Dit artikel ziet op situaties waarin de toeslag of de norm voor gehuwden verlaagd kan worden als gevolg van de woonsituatie, waaronder begrepen het niet aanhouden van een woning. Van lagere bestaanskosten als gevolg van de woonsituatie kan sprake zijn bij de bewoning van een woning waaraan geen woonlasten verbonden zijn, bijvoorbeeld in het geval van krakers. Hiervan is echter ook sprake wanneer een derde, bijvoorbeeld een onderhoudsplichtige, de woonlasten van de woning betaalt. Er wordt dan een woning bewoond, waaraan voor de bijstandsgerechtigde geen woonlasten verbonden zijn. Het financiële voordeel van het niet verschuldigd zijn van woonlasten rechtvaardigt een lager bedrag aan algemene bijstand. Voor de toepassing van dit artikel is doorslaggevend dat de belanghebbende niet jegens een derde woonlasten verschuldigd is.

Artikel 10

In de wet is opgenomen dat de toeslag voor alleenstaanden van 21 en 22 jaar mag worden beperkt, indien dit, gelet op de hoogte van het minimum jeugdloon, in de rede ligt. Voorkomen moet immers worden dat de hoogte van de bijstand een belemmering vormt om arbeid in loondienst te aanvaarden. Berekend is dat indien deze jongeren op grond van hun woonsituatie in aanmerking zouden komen voor de maximale toeslag, de bijstandsuitkering hoger is dan het bij de leeftijd passende minimumloon. Op grond hiervan wordt voorgesteld de toeslag in beide gevallen te beperken tot 10%.

Artikel 11

Dit artikel regelt het overgangsrecht. Het overgangsrecht wordt voor een groot deel al in de Invoeringswet Wet werk en bijstand (IWWB) geregeld. Artikel 3 van de IWWB bijvoorbeeld regelt dat de toeslagenverordening, zoals die onder de Algemene bijstandswet (Abw) gold, ook van toepassing is op besluiten in het kader van de WWB. Formeel hoeft de raad dus niet een geheel nieuwe verordening vast te stellen.
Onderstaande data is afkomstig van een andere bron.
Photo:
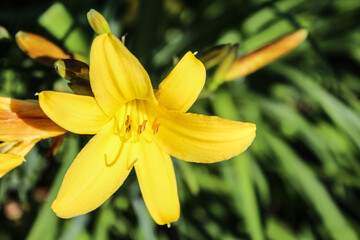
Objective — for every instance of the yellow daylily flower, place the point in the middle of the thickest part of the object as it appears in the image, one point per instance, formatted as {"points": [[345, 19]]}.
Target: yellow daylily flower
{"points": [[138, 127], [22, 125]]}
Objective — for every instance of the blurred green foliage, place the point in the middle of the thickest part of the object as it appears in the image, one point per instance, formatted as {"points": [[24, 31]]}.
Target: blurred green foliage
{"points": [[300, 179]]}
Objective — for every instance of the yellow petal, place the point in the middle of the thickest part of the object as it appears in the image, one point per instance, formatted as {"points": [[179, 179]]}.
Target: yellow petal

Dat is echter wel noodzakelijk, omdat de verordening wel op technische gronden – andere begripsomschrijvingen en verwijzingen naar wetsartikelen bijvoorbeeld – aangepast moet worden. De besluiten die het college onder de Abw genomen heeft, bijvoorbeeld wat betreft het recht op uitkering, gelden automatisch als besluiten die ook geldend zijn onder de werking van de WWB. Wel dient het college voor 1 januari 2006 alle besluiten, voor zover noodzakelijk, in overeenstemming te brengen met de WWB. Dat betekent dat iedere beslissing ten aanzien van een belanghebbende aan een herbeoordeling onderworpen moet worden. Aangezien de verordening inhoudelijk – dus wat betreft de hoogte van de toeslagen en verlagingen – niet wijzigt, zullen er vrijwel geen negatieve veranderingen ten aanzien van de hoogte van de bijstand uit deze herbeoordelingen voortvloeien.

Artikel 12/13

Op grond van de bepalingen van de Tijdelijke referendumwet kan dit raadsbesluit onderworpen worden aan een referendum. De verordening kan daarom pas in werking treden op de eerste dag van de derde maand na de datum van bekendmaking in de gemeenterubriek. De IWWB schrijft echter wel voor, dat alle verordeningen die door de raad in het kader van de invoering van de WWB worden vastgesteld, uiterlijk op 1 januari 2005 in werking moeten treden. Daarom wordt deze datum van inwerkingtreding expliciet vermeld in artikel 13.